Around here, the minimum pipe size allowed is 15" ID / 18" OD. That will handle a 10 year storm event for roadside ditches. I think that size pipe can handle up to an 8 acre watershed in other applications.

Based on the rules in my state for culvert pipes and cover depth, poly and steel would seem to be a better option than concrete. You can get away with less cover height with poly and steel. That seems opposite of what I expected, but I am betting the steel and poly pipes handle live loads better.
 
   / Rock type for gravel road? and culverts? #4  
Build a nice road and spray the weeds. Inch and a quarter minus limestone 2" deep and then Roundup as needed.
 
   / Rock type for gravel road? and culverts? #5  
I have a recycled concrete driveway consisting of 3/4" gravel and road base, and I still have to spray it.

You don't say what part of the country you're in; but I'd inquire as to what local practice is.
 
   / Rock type for gravel road? and culverts? #6  
You betcha, little used roads, even concrete with small cracks will have grass growing on them. For example look at an old abandoned air base or any abandoned road, they all have grass or even trees growing on them. That is natures way of reclaiming what man has upset. You can either blade it off to keep the grass at bay or as suggested just spray it with a herbicide yearly. Used motor oil on roadways used to keep grass at bay but that is no longer considered an option as our environmentalist published findings says it contaminates our waters.
 
   / Rock type for gravel road? and culverts? #7  
Regardless of what type pipe you install you can bend,bust, crush it no matter what you put on top of it if you don't install the pipe correctly to begin with. Another thing, you don't decide on the size pipe to put in by how much dirt you can put on top of it the size pipe is dependent on what the water flow is likely to be for the given area.
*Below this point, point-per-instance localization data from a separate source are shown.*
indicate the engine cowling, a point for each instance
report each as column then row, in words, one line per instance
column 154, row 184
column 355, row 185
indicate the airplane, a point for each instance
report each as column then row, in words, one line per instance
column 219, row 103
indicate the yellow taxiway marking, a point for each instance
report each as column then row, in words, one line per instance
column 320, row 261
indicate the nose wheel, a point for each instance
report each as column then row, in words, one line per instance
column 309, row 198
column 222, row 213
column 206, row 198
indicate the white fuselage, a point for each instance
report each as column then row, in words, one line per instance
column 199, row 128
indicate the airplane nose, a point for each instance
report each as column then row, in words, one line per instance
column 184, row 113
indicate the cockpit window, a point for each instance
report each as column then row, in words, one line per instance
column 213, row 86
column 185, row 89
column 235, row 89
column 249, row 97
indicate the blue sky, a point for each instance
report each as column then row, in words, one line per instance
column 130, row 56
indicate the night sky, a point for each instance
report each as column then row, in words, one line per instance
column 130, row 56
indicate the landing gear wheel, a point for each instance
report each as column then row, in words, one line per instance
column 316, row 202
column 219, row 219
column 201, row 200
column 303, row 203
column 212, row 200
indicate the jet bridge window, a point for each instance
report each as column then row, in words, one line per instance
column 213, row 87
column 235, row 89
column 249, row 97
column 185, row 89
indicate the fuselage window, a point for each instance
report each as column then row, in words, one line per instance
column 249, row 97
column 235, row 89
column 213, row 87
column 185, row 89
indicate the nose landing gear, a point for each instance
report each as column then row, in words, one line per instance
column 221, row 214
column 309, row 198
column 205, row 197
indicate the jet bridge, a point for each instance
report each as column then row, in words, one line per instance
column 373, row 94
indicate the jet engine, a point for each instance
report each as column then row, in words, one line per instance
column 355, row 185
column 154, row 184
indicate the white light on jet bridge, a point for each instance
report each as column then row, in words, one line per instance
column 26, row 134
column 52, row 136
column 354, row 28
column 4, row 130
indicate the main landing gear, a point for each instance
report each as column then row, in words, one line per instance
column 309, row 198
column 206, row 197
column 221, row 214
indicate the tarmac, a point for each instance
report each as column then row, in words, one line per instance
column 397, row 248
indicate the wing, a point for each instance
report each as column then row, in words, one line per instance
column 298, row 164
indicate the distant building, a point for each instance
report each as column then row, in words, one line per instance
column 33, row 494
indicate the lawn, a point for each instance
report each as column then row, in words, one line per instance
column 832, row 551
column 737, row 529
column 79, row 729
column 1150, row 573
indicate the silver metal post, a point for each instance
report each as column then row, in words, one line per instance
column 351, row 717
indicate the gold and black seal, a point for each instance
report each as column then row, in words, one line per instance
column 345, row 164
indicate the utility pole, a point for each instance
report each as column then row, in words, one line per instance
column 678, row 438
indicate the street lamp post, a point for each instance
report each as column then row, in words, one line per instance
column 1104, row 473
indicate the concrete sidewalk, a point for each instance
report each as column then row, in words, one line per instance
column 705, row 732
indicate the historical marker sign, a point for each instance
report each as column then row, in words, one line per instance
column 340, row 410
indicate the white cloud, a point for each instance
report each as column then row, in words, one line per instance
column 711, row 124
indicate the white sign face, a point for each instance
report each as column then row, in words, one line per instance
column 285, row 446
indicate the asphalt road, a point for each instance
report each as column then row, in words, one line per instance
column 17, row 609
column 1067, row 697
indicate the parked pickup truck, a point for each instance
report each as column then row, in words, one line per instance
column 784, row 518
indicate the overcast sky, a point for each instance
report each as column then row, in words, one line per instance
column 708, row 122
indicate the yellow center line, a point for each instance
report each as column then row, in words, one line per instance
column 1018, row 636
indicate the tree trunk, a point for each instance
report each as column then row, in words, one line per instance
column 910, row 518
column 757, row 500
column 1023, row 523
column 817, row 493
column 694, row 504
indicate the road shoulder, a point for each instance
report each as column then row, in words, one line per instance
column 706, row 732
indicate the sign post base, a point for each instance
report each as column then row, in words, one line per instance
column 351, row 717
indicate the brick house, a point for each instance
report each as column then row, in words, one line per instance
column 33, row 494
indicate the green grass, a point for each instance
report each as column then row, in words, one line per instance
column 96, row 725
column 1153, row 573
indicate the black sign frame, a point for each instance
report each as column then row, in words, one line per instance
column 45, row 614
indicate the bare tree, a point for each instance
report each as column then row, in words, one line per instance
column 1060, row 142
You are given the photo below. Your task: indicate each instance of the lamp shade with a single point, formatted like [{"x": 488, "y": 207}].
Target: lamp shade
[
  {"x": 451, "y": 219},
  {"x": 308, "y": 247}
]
Your pipe needs a good base to rest on and any loose, wet soggy material needs to be removed and back filled with a good rock base and the ditch should be on a minimum of 16" wider than the pipe so you can get at least 8" of compacted stone under and on both sides of the pipe. If installed properly there is no weight on the pipe itself it's all on the compacted material the pipe is surrounded by so the material on top really offers no real weight bearing support. If installed correctly the top of the pipe could be showing and still not be crushed by heavy machine traffic. The main thing is to have a nice even level grade over the pipe that matches the grade of the road, not a speed bump over the pipe that will over time cause problems.

As far as trying to keep grass out of a gravel drive you are fighting a losing battle because no matter what you put down nature will find a way to sustain life where ever seed may fly, I've seen trees growing out of solid concrete bridge abutments. Packed stone seems to be better over loose stone and they stay in place better but you still will need to blade or drag the road down once in a while to keep it in shape.